Assessing the artificial intelligence sector in the wake of a rally seen earlier this year, Citi said Monday that investors should focus on free cash flow as they review potential AI investments.
“We reiterate our positive medium-term outlook on the artificial intelligence theme even after its continued rally. We pay particular attention to free cash flow,” Citi research outlined in a recent investor note. “Many profitable AI stocks are already cash generating machines. Incremental benefits of developments like generative AI should accentuate this characteristic.”
The financial institution went on to add: “Looking ahead, Street expectations are for a notable acceleration in EPS growth. Both the NASDAQ-100 and US AI basket are expected to easily outpace broader market growth.”
Citi also highlighted that U.S. based AI earnings are anticipated to grow roughly by +17% for the next two years.
Market participants who would like further analysis on the AI space may look towards exchange traded funds that offer exposure to the broader sector. Listed below are some of Wall Street’s popular artificial intelligence-based ETFs:
- GX Artificial Intelligence & Tech ETF (NASDAQ:AIQ)

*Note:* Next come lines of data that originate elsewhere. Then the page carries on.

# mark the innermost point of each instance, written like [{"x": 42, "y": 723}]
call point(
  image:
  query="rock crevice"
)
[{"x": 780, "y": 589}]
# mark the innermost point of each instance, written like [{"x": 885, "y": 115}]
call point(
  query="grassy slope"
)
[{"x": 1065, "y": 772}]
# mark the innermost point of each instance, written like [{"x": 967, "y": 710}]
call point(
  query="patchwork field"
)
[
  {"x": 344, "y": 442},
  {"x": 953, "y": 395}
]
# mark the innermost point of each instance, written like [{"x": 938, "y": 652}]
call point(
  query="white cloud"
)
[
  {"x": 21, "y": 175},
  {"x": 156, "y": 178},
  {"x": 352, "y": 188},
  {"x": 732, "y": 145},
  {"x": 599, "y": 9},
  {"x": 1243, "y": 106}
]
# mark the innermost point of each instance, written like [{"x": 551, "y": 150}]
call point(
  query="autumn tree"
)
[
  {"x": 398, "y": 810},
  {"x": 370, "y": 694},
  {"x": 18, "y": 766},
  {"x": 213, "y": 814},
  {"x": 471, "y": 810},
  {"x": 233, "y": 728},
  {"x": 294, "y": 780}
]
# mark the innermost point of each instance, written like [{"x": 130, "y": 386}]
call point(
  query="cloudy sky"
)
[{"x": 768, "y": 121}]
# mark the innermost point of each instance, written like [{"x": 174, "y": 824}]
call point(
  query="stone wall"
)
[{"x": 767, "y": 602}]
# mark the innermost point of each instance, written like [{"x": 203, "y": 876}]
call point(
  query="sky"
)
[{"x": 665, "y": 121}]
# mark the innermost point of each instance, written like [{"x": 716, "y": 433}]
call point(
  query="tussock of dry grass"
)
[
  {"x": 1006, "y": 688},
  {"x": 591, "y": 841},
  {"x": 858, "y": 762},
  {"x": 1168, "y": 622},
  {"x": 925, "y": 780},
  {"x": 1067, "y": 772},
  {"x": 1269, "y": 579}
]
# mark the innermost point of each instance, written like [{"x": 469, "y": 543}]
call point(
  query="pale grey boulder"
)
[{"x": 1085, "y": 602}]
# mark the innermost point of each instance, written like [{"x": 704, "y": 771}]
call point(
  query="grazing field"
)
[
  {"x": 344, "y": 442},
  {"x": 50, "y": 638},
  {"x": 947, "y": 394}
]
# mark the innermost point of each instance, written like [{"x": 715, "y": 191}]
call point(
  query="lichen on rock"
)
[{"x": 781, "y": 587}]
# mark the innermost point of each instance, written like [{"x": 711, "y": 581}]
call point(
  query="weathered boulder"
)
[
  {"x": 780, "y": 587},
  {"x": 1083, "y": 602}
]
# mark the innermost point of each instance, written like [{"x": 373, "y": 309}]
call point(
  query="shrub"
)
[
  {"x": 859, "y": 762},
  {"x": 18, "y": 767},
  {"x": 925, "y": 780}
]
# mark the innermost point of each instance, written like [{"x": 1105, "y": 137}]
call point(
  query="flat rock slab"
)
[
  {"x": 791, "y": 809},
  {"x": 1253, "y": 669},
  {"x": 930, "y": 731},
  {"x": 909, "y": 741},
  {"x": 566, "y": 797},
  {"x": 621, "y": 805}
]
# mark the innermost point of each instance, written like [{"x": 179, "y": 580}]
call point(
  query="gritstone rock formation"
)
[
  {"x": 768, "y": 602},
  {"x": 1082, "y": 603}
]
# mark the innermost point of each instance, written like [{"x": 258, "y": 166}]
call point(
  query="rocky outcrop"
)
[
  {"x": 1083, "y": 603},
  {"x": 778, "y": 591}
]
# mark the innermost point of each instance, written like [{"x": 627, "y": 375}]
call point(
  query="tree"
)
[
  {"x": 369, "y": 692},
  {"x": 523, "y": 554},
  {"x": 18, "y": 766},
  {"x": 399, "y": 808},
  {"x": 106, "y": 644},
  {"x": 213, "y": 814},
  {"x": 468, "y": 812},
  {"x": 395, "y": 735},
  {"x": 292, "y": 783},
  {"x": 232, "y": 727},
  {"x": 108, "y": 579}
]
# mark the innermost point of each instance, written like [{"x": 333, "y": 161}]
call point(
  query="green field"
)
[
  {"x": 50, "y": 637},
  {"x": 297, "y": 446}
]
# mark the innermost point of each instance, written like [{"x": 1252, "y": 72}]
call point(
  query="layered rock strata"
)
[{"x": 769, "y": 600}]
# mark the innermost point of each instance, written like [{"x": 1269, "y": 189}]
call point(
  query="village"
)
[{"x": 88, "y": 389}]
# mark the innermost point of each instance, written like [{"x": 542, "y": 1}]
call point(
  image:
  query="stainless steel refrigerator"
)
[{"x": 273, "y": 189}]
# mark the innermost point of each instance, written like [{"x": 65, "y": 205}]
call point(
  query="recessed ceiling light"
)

- GX Robotics & Artificial Intelligence ETF (NASDAQ:BOTZ)
- ALPS Disruptive Technologies ETF (DTEC)
- Goldman Sachs Innovate Equity ETF (GINN)
- iShares Robotics and Artificial Intelligence Multisector ETF (NYSEARCA:IRBO)
- Artificial Intelligence and Robotics ETF (NASDAQ:ROBT)
- iShares U.S. Tech Breakthrough Multisector ETF (TECB)
- iShares Exponential Technologies ETF (XT)
- Robo Global Artificial Intelligence ETF (THNQ)
- Roundhill Generative AI & Technology ETF (CHAT) (Recently launched on May 18).